Osmosis 2.0 is already being programmed for June 2025 and involves real time reading and translation of biodata. For the new implementation we are developing a framework based on the Source, a biophysical sensing acquisition system by bioMECI 40 to capture physiological measures from the performers, such as Electrocardiography (ECG) and Electroencephalography (EEG) data. The advantage of the Source is portability and accessibility, compared to purely research devices and software. By translating live biodata into AI-driven XR compositions, the system enables immersive experiences that are co-authored by human physiology and machine synthesis. 41 This direction positions AI not only as a tool for generative speculation but also as an interface for sensing and relational design. As these systems mature, architectural experiences may emerge that are choreographed in real-time by cognitive, emotional, and environmental feedback, producing built environments responsive to cognitive and emotional cues.
Footnotes
Acknowledgments
This work was co-authored by Iason Paterakis and Nefeli Manoudaki.

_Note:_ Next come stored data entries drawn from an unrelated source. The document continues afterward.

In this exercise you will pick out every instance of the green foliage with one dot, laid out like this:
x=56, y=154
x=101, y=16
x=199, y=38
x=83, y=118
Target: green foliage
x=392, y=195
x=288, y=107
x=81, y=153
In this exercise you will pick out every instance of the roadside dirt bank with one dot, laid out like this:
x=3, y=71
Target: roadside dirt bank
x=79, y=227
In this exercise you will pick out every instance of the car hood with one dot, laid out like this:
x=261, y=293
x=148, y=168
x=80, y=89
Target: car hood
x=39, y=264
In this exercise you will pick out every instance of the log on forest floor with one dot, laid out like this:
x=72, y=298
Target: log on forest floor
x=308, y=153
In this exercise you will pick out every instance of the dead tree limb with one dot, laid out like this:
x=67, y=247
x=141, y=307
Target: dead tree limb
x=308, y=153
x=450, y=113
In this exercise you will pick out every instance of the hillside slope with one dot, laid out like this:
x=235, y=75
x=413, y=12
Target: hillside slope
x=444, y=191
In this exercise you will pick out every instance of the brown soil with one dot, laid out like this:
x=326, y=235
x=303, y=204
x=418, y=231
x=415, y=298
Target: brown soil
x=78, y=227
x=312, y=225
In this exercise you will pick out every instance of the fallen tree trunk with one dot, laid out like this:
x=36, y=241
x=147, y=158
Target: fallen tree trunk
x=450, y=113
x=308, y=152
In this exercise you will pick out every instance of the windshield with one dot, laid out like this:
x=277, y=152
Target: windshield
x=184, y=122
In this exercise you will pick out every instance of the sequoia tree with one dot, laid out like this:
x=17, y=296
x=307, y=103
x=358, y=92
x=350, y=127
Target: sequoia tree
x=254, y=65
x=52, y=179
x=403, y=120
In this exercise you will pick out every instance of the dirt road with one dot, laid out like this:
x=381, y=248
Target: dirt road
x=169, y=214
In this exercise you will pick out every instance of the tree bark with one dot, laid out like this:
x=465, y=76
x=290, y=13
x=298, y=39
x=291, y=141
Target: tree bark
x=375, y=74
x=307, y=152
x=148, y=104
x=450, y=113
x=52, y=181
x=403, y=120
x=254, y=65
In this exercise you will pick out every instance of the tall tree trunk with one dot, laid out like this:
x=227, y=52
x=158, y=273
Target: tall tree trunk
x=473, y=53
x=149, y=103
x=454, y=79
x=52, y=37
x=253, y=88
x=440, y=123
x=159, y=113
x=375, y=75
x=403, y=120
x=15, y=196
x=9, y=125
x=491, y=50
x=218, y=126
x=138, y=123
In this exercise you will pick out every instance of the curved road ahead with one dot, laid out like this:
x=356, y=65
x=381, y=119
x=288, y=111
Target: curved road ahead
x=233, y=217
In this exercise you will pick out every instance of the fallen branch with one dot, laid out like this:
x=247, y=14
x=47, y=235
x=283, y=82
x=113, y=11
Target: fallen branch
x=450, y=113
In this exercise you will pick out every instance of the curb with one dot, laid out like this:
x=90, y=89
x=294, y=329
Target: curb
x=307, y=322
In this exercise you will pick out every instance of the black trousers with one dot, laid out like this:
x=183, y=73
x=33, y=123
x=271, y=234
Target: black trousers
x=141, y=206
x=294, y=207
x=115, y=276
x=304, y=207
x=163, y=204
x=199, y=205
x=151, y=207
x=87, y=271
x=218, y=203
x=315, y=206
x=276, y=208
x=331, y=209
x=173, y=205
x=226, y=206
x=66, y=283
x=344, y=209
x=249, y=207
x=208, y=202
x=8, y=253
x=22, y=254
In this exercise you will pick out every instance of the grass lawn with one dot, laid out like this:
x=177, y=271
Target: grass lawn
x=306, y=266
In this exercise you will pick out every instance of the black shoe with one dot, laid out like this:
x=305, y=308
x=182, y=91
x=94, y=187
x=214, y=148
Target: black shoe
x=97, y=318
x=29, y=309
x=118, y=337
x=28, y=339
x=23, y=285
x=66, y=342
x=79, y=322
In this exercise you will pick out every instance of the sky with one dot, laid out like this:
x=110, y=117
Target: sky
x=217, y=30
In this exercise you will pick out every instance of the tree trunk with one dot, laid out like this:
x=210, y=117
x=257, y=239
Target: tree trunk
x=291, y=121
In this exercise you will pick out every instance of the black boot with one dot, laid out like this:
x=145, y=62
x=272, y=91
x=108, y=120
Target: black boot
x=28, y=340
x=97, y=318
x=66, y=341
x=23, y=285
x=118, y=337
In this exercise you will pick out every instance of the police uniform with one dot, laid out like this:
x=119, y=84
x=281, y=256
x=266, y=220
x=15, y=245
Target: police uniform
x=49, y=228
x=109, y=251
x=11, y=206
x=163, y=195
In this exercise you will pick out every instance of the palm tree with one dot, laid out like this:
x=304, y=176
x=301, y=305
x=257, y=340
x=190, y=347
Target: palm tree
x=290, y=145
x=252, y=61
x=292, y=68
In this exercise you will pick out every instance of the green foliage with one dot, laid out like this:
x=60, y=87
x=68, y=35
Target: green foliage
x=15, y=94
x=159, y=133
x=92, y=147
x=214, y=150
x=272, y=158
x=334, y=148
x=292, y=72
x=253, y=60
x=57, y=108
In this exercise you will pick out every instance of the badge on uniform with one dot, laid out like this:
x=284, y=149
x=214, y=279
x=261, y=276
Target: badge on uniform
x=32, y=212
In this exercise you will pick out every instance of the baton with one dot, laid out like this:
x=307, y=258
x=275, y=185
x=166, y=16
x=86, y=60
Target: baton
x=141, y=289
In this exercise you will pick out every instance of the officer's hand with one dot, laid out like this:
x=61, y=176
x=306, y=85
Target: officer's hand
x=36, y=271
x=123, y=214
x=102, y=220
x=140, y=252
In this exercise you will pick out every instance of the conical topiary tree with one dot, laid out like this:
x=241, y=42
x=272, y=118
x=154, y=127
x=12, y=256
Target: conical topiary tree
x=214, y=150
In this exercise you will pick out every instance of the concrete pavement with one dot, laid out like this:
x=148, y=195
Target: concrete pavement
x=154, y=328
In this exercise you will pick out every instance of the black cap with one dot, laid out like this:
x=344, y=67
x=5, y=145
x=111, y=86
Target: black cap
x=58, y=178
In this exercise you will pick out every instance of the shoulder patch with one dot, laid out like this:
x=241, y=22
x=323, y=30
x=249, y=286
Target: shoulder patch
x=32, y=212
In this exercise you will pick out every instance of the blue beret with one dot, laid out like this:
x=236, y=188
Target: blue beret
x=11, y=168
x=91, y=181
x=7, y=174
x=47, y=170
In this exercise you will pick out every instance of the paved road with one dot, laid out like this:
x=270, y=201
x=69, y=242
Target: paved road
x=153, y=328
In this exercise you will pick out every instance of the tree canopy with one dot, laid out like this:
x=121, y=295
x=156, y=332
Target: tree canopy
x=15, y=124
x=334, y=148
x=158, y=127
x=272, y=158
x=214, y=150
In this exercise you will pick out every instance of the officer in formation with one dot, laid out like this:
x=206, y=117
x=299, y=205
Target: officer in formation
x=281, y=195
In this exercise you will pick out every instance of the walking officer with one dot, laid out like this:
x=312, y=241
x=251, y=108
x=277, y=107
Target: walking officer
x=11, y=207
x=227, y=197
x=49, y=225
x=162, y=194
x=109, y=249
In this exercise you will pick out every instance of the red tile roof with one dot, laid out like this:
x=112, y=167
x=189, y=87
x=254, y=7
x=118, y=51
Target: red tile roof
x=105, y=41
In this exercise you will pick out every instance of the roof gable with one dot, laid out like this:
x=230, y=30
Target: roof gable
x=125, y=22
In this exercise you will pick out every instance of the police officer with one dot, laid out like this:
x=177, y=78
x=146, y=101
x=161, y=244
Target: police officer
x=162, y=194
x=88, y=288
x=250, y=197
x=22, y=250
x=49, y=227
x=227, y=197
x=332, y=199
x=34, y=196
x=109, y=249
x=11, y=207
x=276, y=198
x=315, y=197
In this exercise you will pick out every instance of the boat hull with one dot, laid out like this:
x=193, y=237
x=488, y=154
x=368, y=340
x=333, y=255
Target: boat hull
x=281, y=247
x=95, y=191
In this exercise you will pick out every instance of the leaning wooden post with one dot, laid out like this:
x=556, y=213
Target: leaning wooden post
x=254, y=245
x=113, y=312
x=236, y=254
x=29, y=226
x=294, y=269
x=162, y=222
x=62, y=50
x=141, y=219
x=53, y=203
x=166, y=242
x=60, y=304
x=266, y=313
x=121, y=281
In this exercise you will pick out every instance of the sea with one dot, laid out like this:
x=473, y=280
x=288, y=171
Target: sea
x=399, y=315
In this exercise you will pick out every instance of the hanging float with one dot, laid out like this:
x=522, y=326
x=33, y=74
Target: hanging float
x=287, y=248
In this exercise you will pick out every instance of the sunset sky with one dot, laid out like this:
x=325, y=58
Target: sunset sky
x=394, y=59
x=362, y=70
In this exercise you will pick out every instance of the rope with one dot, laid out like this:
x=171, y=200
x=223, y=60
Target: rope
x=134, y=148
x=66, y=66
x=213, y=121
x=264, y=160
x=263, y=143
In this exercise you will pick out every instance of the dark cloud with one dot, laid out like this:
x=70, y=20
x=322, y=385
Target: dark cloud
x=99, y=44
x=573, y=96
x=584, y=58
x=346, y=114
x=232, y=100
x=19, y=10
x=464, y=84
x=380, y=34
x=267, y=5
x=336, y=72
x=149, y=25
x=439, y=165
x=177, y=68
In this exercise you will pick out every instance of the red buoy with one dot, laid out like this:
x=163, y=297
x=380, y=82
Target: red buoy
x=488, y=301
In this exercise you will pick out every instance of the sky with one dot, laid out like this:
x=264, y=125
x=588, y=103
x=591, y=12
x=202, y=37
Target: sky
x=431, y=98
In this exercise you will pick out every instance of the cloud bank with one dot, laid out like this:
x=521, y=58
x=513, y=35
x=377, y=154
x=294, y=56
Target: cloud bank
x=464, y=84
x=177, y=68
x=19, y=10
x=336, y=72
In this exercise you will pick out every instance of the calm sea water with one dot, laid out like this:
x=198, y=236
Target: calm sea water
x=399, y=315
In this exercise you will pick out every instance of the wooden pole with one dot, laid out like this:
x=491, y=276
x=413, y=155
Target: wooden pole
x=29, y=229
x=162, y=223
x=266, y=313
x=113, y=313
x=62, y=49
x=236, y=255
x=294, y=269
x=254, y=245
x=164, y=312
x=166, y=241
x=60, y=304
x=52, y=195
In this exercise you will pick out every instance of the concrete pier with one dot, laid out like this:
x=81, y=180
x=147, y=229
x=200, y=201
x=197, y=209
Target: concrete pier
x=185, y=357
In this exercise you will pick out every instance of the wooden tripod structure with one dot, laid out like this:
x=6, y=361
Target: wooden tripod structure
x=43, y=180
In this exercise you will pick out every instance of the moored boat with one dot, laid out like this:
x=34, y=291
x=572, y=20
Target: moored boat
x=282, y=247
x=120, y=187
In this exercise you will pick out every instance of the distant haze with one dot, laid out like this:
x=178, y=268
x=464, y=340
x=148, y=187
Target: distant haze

The authors extend their sincere gratitude to the Santa Barbara Center for Art, Science & Technology (SBCAST), and to SBCAST director and external collaborator Alan Macy, for their generous support throughout this series of studies. Appreciation is also due to the transLAB and the Media Arts and Technology (MAT) program at UCSB, as well as to Professor Marcos Novak, director of the transLAB and chair of MAT. We also acknowledge the contributions of external collaborators: Stejara Iulia Dinulescu, for designing and integrating a haptic interface to control Osmosis during the Unite to Light event; and Ryan Millett, whose sound composition accompanied the first three Osmosis performances at the SBCAST. Osmosis is fundamentally built on AI diffusion models and large language models (LLMs). No generative AI tools were utilized in producing original research content, analysis, or interpretations. However, AI-assisted tools were employed for text editing, reference formatting, and organizational enhancements. The final manuscript was reviewed and approved by the authors to ensure accuracy and originality.
Declaration of conflicting interests
The authors declared no potential conflicts of interest with respect to the research, authorship, and/or publication of this article.
Funding
The authors disclosed receipt of the following financial support for the research, authorship, and/or publication of this article: This work was supported by the fourth iteration of Osmosis received a grant from the David Bermant Foundation to support its presentation at the Unite to Light the Night Art Exhibition & Fundraiser, held in Santa Barbara, California, in October 2024.
Awards
Osmosis was awarded first place in the Visual Art category of UCSB’s AI + Human Creativity Contest, organized by the Mellichamp Initiative in Mind and Machine Intelligence.